A Filter That Lets Good Information In
Kansas creates a library-friendly alternative to cope with the Children's Internet Protection Act
By Walter Minkel -- School Library Journal, 3/1/2004
In an attempt to satisfy the requirements of the Children's Internet Protection Act (CIPA) without unduly restricting library users' access to online information, Kansas has accomplished something no other state has: it's created its own Internet filter. Since December 2003, about 60 of the state's 330 public libraries have used the KanGuard filter, free of charge, through a proxy server set up through the Kansas State Library, says Thomas Reddick, the automation coordinator of the North East Kansas Library System (NEKLS) and one of the creators of KanGuard.
The state's library-friendly alternative comes at a crucial time. After the Supreme Court upheld CIPA last summer, libraries that want to continue receiving e-rate funds must install software that blocks images that are obscene or "harmful to minors" by July 1 of this year.

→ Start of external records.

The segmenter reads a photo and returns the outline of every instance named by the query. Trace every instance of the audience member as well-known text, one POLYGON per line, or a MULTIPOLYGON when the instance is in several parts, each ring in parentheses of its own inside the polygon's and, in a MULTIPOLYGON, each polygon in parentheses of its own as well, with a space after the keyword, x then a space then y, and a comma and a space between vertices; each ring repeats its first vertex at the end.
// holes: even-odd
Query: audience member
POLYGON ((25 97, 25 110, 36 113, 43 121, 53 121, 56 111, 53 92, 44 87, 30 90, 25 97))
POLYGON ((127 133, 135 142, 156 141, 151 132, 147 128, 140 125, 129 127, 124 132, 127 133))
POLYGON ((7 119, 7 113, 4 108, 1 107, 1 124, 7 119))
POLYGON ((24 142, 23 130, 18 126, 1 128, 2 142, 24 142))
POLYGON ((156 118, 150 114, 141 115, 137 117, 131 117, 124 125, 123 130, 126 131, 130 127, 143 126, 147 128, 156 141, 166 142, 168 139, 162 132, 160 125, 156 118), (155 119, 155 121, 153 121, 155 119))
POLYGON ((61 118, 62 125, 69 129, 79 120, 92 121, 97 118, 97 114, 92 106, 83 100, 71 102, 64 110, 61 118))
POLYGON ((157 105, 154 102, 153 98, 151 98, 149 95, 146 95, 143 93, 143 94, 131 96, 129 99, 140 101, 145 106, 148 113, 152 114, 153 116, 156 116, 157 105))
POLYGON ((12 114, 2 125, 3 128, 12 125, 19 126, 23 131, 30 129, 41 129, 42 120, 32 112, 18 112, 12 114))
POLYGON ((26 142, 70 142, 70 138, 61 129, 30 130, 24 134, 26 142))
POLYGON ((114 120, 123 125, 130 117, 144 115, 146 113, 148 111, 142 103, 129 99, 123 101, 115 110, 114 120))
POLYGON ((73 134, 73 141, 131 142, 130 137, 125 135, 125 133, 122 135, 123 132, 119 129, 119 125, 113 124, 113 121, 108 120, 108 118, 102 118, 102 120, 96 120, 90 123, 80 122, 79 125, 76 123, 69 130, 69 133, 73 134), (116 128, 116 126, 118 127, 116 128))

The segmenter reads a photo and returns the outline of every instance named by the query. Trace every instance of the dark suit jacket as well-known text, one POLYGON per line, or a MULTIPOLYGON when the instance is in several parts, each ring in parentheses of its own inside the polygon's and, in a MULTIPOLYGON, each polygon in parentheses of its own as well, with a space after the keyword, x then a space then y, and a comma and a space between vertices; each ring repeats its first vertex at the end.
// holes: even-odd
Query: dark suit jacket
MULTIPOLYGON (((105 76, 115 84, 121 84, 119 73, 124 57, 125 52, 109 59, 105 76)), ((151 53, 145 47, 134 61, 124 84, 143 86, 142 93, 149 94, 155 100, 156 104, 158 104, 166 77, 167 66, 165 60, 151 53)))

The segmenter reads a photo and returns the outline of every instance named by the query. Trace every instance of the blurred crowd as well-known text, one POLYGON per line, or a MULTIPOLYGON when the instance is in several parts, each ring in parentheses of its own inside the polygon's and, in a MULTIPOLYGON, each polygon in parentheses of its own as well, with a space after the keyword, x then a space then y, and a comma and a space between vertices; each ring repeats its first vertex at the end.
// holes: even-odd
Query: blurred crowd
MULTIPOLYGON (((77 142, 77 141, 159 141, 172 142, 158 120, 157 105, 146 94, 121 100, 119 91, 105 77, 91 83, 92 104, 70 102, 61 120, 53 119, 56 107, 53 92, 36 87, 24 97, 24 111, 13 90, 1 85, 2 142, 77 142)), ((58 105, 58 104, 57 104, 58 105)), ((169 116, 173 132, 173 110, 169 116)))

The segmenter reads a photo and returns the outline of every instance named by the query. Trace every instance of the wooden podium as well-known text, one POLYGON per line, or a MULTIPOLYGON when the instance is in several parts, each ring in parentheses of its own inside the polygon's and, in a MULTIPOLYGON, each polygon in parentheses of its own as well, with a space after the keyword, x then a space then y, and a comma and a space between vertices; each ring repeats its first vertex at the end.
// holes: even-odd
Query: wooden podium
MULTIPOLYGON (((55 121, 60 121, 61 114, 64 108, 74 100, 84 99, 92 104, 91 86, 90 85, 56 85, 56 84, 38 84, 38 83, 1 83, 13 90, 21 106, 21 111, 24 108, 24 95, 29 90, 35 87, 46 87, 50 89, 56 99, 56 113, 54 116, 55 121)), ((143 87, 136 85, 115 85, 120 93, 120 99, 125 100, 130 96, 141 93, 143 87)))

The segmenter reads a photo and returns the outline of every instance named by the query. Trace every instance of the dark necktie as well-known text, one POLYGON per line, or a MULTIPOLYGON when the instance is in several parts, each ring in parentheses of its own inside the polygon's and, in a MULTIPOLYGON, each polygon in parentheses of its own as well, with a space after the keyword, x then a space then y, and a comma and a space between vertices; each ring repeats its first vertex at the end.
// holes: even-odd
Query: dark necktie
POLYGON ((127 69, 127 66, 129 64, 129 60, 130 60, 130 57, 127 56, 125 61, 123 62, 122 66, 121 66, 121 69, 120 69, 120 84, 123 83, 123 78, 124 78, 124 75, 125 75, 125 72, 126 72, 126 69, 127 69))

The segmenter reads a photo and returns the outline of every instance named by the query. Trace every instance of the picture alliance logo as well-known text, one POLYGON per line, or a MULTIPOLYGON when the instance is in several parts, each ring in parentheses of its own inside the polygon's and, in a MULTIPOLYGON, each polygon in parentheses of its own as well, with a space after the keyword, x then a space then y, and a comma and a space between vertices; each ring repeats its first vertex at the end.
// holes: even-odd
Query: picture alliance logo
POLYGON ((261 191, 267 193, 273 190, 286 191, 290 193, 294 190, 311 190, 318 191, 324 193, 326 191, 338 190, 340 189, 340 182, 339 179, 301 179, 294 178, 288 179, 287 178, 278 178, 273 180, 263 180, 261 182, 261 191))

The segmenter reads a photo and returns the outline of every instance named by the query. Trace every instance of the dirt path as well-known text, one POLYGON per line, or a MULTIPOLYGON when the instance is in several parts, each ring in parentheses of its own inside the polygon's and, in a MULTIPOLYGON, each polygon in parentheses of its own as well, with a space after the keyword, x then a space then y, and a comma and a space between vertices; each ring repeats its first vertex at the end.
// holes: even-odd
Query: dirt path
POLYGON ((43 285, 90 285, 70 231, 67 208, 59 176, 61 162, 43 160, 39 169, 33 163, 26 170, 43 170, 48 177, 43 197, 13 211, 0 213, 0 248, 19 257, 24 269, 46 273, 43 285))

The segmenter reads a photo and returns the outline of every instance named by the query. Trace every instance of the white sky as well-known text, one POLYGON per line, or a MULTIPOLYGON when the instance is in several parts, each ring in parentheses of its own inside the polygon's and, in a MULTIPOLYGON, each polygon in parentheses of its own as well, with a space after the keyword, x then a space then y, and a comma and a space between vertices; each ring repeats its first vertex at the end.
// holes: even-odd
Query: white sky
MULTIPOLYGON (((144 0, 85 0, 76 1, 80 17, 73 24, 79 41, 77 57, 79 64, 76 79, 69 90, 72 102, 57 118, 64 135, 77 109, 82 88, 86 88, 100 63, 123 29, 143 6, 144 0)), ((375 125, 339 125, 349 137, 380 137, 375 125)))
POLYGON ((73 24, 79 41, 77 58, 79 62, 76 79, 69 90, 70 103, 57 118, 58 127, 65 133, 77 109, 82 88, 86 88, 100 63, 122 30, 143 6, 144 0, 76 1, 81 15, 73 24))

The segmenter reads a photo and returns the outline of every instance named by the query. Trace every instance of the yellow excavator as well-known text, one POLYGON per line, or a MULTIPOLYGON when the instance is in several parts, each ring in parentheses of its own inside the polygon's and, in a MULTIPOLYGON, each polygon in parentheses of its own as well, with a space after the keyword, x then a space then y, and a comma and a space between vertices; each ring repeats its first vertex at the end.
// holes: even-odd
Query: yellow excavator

Reddick says that unlike commercial filters, which frequently block benign Web sites, KanGuard blocks only pornography. Thus there's been little complaint about the system from library patrons. A committee of five Kansas librarians has been assembled to consider requests for additions or deletions to KanGuard's list of blocked sites, but so far there have been fewer than five such requests.
Reddick and his colleagues at NEKLS created KanGuard by customizing an existing program called SquidGuard, a filter written for the Linux operating system. SquidGuard's "open-source" programming code isn't protected by the intellectual property laws that restrict most software, and any programmer who wants to upgrade it is free to do so.
KanGuard also doesn't have a "proprietary" list of blocked sites, a standard feature of commercial filters. Instead, Redding compiles KanGuard's lists with an open-source "robot" program that scours the Web, searching for language and images that are clearly obscene or harmful to minors. That way, Redding thinks libraries can comply with CIPA—by blocking pornographic or obscene images—without restricting as many sites as commercial products do.
Will Kansas's homegrown filter satisfy the stringent requirements of CIPA? Whether any library's Internet policy meets the standard can only be determined when such a policy is challenged in court, says Melora Ranney Norman, an outreach coordinator at the Maine State Library and cochair of the Maine Library Association's Intellectual Freedom Committee. But she doubts that KanGuard would survive a court challenge. "The collective legal wisdom since the Supreme Court decision," says Norman, "seems to indicate that a library might not be considered in compliance if its chosen blocking software doesn't block as much as a standard commercial product."
So what's a conscientious librarian to do? Some library professionals who are committed to free access to the Internet for all ages say that there's no good choice a library can make under CIPA. "I don't feel that commercial products narrowly enough define what needs to be blocked for CIPA," says Lori Bowen Ayre, a consultant with the Galecia Group in California. Most commercial filters, if installed "out of the box," will block gambling sites or sites about drinking alcohol—topics she says are outside CIPA's purview. Nor does Ayre have much faith in a free Linux-based filter like KanGuard. "You can load SquidGuard with [a block list of] several hundred thousand URLs, but it's not going to block all sexually explicit content," she says.
Ayre says that if a library must filter, it should work with a vendor sensitive to the needs of a library's community, as well as the principles of intellectual freedom—and such a vendor, so far, hasn't proven easy to locate.
Reddick, however, is confident that KanGuard will stand up to a court challenge. "CIPA does not specify a specific technology to be used," he says. Reddick also thinks that since Kansas's filter is a "collaborative, community-based filter" designed with local needs in mind, it easily meets CIPA's requirements. KanGuard "represents a tremendous effort on the part of the library community," says Reddick.